Sunday, August 14, 2016

Optimal size for hedge funds - Big is not better



Investors like big hedge funds. They offer better infrastructure and usually are able to better meet operational due diligence standards. Big funds will have better client service. But bigger funds will miss on the essence for their existence - performance. Hedge funds show diseconomies of scale and investors chase winners. This has been well-documented with mutual funds, but with incentive fees the expectation is that diseconomies of scale would not be an issue. In fact. size does matter and not for the better.

A recent paper that explores the optimal size issue was published in the Journal of Finance, "The Optimal Size of Hedge Funds: Conflict between Investors and Fund Managers", by ChengdongYin.  It extends work that we have highlighted on the money management and incentives. (See "Competitive Asset Management and Why Focus on Less Popular Managers".) The simple fact is that there are incentives for managers to size their funds based on their fee arrangements. High management fees relative to incentive fees will have managers push for growth even if it negatively affects performance. The current combination of management fees and incentive fees for hedge funds does not solve this problem.

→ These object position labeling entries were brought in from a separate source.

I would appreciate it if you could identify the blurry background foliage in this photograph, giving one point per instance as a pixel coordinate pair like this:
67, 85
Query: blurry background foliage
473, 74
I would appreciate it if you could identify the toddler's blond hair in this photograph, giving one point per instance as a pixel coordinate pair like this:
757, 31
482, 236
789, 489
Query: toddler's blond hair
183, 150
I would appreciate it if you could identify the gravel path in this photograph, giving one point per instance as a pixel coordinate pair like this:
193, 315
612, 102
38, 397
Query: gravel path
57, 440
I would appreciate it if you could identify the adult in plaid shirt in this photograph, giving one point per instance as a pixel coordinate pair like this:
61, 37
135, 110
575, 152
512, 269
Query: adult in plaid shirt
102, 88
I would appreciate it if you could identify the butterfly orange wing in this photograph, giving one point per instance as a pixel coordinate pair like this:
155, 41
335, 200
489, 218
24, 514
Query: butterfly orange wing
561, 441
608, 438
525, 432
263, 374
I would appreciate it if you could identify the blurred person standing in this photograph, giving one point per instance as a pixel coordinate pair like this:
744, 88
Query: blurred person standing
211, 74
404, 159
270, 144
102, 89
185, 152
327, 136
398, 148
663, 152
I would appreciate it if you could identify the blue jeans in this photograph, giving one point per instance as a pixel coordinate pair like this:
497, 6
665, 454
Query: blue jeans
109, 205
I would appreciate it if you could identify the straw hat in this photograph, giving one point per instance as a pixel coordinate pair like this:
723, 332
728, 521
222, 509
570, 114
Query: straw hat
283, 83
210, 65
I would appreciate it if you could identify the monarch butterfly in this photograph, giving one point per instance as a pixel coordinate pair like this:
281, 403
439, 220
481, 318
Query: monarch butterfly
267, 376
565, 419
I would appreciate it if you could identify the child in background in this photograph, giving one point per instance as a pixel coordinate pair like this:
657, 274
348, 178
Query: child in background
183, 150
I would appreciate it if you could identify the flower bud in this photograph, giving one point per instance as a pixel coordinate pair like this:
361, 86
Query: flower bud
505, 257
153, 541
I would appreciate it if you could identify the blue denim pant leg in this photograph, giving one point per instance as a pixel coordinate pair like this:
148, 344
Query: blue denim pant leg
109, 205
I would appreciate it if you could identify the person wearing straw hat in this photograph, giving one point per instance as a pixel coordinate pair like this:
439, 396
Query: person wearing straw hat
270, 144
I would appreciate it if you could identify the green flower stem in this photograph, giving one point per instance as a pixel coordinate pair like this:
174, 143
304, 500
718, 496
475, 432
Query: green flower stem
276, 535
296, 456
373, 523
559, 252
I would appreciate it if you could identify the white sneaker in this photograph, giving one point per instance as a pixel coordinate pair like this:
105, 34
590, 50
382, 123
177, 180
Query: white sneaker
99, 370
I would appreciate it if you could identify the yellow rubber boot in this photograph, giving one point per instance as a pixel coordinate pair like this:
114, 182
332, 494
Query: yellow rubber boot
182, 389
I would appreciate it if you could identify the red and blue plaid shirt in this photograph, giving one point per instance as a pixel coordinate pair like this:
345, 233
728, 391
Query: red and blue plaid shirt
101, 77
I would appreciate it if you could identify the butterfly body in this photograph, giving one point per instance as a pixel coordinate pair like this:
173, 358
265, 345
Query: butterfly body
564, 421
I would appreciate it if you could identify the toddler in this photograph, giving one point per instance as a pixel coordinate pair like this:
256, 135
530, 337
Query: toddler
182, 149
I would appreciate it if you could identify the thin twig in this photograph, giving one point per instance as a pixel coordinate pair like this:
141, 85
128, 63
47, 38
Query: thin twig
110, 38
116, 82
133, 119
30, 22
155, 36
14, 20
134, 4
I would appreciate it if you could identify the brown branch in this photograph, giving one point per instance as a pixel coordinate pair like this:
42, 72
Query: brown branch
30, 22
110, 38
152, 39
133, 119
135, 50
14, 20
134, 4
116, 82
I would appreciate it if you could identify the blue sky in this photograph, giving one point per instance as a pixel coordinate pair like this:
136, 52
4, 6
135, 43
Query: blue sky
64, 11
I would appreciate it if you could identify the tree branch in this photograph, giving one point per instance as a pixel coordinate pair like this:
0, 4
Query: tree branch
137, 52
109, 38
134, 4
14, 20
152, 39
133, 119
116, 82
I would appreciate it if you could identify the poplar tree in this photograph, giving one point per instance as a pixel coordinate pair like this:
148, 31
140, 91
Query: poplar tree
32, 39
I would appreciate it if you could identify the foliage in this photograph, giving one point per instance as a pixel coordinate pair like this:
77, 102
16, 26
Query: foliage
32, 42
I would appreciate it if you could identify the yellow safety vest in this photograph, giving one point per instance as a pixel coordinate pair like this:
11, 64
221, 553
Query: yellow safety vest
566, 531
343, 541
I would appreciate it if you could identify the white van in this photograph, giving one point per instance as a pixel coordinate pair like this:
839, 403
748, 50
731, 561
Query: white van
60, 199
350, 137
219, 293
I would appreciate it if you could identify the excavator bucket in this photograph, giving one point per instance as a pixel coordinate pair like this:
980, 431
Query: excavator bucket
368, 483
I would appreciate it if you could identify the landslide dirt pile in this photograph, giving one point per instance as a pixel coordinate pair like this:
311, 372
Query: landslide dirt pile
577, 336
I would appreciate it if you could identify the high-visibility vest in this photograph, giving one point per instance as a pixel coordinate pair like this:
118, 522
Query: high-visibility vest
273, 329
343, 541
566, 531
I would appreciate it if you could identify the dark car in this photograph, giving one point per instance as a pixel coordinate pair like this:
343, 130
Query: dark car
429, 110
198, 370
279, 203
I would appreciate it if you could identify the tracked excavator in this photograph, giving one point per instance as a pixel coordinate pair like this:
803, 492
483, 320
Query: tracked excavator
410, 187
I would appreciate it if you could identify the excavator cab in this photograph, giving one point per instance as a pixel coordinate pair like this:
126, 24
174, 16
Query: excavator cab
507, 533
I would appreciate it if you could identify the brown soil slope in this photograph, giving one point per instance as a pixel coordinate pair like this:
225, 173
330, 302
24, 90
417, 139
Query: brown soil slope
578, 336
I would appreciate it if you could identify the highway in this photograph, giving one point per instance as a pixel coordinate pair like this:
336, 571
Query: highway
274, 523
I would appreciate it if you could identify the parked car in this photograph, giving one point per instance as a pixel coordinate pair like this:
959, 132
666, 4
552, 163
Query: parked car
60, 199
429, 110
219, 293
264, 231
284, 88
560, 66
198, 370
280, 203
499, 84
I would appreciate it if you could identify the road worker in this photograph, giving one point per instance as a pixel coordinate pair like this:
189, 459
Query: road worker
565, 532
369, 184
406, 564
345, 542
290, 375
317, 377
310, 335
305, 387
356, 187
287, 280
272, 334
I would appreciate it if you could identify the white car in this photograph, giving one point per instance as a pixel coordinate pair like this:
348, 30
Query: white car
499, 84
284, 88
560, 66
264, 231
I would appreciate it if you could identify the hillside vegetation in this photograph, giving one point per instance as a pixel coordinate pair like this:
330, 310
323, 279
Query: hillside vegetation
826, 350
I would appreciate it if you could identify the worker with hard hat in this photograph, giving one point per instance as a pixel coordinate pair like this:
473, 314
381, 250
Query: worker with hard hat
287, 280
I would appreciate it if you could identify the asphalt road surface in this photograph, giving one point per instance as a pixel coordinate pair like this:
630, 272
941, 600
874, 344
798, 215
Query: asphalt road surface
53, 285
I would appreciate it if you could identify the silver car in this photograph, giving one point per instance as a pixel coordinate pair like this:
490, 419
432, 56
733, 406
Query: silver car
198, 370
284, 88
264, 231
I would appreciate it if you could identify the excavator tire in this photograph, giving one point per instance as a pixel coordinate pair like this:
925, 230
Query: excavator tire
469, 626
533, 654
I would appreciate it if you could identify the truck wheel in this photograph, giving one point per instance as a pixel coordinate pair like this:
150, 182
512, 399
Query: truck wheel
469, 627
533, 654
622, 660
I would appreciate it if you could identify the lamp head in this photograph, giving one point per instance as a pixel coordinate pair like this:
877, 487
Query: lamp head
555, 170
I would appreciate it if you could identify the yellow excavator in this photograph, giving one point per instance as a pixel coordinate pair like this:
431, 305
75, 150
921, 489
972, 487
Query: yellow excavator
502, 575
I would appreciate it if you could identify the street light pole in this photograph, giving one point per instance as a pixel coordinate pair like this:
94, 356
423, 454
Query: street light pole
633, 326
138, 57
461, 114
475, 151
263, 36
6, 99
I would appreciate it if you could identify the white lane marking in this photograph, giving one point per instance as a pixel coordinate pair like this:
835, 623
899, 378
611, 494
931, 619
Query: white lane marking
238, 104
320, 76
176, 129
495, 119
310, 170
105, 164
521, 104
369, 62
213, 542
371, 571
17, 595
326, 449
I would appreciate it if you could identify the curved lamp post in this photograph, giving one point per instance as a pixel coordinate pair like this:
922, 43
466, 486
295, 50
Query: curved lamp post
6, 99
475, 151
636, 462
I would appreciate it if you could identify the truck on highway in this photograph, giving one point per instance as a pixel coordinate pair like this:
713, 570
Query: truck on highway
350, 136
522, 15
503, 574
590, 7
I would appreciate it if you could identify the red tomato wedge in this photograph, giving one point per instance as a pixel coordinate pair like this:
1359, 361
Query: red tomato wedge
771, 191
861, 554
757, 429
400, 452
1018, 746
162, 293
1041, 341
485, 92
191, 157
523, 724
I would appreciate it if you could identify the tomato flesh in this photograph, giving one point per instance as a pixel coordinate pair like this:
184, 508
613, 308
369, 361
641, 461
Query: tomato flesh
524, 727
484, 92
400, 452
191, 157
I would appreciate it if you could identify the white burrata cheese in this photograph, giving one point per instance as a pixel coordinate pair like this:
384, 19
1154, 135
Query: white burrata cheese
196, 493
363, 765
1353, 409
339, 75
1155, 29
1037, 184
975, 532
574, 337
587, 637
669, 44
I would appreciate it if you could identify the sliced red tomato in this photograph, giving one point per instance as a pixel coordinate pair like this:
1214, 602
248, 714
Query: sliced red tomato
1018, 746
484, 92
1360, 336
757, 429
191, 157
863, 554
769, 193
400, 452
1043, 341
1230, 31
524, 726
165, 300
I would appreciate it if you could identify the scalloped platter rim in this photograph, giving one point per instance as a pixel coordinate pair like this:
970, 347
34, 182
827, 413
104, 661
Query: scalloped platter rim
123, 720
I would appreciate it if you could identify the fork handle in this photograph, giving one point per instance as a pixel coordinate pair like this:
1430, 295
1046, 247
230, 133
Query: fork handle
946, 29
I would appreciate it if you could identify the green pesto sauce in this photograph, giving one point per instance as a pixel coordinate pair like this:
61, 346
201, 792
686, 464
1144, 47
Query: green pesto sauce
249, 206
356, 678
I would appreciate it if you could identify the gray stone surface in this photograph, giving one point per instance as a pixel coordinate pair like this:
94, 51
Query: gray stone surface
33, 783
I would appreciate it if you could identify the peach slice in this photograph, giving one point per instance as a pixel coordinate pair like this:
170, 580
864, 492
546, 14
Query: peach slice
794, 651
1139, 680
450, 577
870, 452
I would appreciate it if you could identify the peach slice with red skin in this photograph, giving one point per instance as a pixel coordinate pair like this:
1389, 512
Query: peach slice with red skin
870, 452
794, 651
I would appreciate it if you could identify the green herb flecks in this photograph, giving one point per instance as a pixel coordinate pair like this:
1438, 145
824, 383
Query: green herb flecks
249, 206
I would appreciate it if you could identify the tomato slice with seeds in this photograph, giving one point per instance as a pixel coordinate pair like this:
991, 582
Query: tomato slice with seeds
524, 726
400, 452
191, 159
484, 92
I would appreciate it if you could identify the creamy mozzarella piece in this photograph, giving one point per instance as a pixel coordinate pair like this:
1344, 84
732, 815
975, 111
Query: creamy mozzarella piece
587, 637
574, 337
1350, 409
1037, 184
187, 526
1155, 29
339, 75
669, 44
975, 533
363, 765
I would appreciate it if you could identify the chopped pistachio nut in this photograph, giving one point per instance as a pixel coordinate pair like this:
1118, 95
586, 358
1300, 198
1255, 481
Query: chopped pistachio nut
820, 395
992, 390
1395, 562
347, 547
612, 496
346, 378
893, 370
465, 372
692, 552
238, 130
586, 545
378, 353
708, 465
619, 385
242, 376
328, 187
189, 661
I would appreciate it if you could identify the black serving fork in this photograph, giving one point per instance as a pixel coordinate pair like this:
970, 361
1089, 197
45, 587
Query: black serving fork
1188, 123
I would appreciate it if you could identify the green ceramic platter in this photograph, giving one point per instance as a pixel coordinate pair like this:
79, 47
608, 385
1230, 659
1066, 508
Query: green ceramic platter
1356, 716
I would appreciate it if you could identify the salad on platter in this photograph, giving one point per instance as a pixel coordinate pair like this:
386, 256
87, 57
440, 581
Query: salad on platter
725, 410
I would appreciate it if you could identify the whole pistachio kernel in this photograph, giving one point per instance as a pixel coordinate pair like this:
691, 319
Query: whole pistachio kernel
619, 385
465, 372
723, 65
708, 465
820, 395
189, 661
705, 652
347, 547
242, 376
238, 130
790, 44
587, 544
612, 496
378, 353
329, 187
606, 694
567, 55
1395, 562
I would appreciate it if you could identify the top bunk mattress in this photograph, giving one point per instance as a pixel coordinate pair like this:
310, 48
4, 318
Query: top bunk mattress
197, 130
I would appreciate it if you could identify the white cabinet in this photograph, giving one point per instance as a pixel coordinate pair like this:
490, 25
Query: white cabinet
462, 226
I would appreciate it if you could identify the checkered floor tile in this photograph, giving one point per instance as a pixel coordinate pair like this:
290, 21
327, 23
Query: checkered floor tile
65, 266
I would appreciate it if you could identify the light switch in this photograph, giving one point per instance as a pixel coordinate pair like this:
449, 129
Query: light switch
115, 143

Yin's research shows that the diseconomies of scale vary by investment style. Some styles have more diseconomies than others. For example, emerging markets, global macro, managed futures, and long/short equites all show diseconomies. Managers will continue to grow until that push their returns down to the style averages. Be with the crowd and then just collect your fees. The diversification of the manager is no help. This provides an incentive to grow one fund until you get the diseconomies and then start another to repeat the process.

The message is the same as with mutual funds. If you want to find the exceptional managers, go small and when the manager grows to a certain size, sell, and repeat the process.  This takes work be the number suggest that there is potential reward.